Femicide kavramı üzerine akademik çalışmalar sürer ve ‘kadın cinskırım ne demektir?” sorusuna cevap üretilir. 1992’de Jacquelyn Campbell “Bütün kadınlar femicide riski altındadır” başlıklı makalesinde “hiçbir kadının can güvenliğinin olmadığı bir dünyada yaşadığını” söyler. Kayır’a göre bu yaklaşım “olgunun yaygınlığını ve tüm kadınları içeren mantığını vurgular” niteliktedir. 2012 yılında yayınlanan Viyana Femicide Deklarasyonu femicide’ın alarm verdiğini “kadının sadece güçsüzleştirilmesi ve bağımlılığının geliştirilmesi değil buna ek olarak topluma önlenemez ve kaçınılmaz olduğunu anlatan negatif mesaj verdiğini” söyler. Viyana Deklarasyonu'nda cinayet tipleri şöyle sıralanıyor:
1) Aile içi/partner cinayeti
2) İşkence ve kadın düşmanlığı cinayeti
3) Namus adına kadınların ve kız çocuklarının öldürülmesi
4) Savaş dönemlerinde kadınların ve kız çocuklarının hedef alınması
5) Çeyiz nedeniyle
6) Toplumsal cinsiyet kimliği ve cinsel yönelimleri nedeniyle kadınların ve kızların öldürülmesi
7) Yerli kökenleri nedeniyle kadın ve kızların öldürülmesi
8) Kız çocuklarının erkek cinsiyet tercihi nedeniyle öldürülmesi
9) Kadın sünnetiyle ilgili cinayetler
10) Büyücülük suçundan dolayı öldürme
11) Uyuşturucu, insan ticareti, organize suçlar gibi cinayetler listesi verilmiştir.

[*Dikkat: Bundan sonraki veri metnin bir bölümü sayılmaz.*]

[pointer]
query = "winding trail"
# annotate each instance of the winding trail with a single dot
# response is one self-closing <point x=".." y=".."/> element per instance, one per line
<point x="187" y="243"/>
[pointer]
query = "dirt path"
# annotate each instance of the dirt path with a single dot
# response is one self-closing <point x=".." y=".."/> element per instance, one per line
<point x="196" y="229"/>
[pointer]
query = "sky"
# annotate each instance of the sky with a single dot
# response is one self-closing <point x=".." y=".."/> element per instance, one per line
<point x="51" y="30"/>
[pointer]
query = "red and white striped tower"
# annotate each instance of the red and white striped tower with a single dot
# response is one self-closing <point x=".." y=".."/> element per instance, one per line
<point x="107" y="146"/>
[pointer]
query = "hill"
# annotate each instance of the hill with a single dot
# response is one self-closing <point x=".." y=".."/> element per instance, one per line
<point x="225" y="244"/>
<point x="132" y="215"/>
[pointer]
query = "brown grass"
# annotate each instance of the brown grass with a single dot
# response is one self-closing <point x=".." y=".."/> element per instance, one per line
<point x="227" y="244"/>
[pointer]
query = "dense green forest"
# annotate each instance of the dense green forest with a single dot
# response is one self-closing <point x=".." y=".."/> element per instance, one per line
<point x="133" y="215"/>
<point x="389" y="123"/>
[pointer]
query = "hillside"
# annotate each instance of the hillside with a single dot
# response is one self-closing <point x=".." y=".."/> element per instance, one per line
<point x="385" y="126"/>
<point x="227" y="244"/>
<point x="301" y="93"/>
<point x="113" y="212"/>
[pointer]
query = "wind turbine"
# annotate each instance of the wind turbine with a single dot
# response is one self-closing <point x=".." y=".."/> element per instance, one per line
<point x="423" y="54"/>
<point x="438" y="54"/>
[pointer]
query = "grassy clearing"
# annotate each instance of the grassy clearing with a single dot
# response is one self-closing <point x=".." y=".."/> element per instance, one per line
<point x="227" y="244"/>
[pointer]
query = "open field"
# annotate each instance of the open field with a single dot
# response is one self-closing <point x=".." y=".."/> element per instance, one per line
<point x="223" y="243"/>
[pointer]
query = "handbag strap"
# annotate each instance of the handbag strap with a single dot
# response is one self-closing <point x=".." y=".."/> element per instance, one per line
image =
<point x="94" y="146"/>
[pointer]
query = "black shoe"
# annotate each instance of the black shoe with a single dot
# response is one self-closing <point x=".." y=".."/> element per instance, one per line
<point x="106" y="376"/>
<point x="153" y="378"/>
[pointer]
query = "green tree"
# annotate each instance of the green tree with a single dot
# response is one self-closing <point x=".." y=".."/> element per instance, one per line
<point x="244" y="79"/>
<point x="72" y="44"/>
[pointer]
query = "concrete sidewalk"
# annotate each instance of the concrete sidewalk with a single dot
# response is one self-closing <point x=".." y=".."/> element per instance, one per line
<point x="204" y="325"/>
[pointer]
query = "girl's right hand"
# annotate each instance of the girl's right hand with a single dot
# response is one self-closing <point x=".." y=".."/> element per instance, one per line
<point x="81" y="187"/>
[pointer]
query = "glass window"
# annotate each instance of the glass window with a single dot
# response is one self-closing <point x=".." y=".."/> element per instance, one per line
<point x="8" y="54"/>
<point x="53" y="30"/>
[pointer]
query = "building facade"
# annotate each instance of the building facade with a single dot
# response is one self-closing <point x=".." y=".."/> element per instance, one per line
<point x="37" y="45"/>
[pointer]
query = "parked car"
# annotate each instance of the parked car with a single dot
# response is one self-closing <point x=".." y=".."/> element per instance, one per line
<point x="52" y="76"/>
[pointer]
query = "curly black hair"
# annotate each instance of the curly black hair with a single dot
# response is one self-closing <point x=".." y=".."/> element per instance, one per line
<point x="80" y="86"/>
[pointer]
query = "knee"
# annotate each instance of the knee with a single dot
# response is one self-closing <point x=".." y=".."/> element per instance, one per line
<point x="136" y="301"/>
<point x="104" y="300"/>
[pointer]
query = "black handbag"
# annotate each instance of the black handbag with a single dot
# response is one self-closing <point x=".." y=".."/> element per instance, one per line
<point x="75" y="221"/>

Daha sonraki tarihlerde “multicidal kavramı eklenerek çoklu/seri öldürmeler” de kavram içeriğine dahil edilmiş ve kimilerince kadına karşı erkek terörü olarak kullanılmıştır.
Öldürülen kadınlar ve cinayet failleri tek tek bireyler olarak gündeme gelse de kadına karşı erkek şiddetinin münferit olaylar olmadığını gösteren, yukarıdaki öldürme saiklerinin hepimiz için çok tanıdık oluşudur. Soykırım gibi kolektif cinayetler olmasa da cinskırım politik ve sistematiktir. Kadına karşı ataerkil şiddetin cinayet boyutu için cinskırım kavramını kullanarak bu erkek terörünün durdulması ve başta yaşam hakkı olmak üzere kadınlara yönelik tüm hak ihlallerine son verilmesi için “Meclis göreve” dedik. Cinskırımı durdurmak için, yasa ve sözleşmelerin etkin uygulanması için, uygulamadaki sorunları giderecek politikalar geliştirilmesi için parlamentoda tüm siyasi partilerin ve parlamenterlerin sorumluluğunu yerin getirmesi biraz da bu çağrıya, kadınların sesine toplumun sesini katmasına bağlı.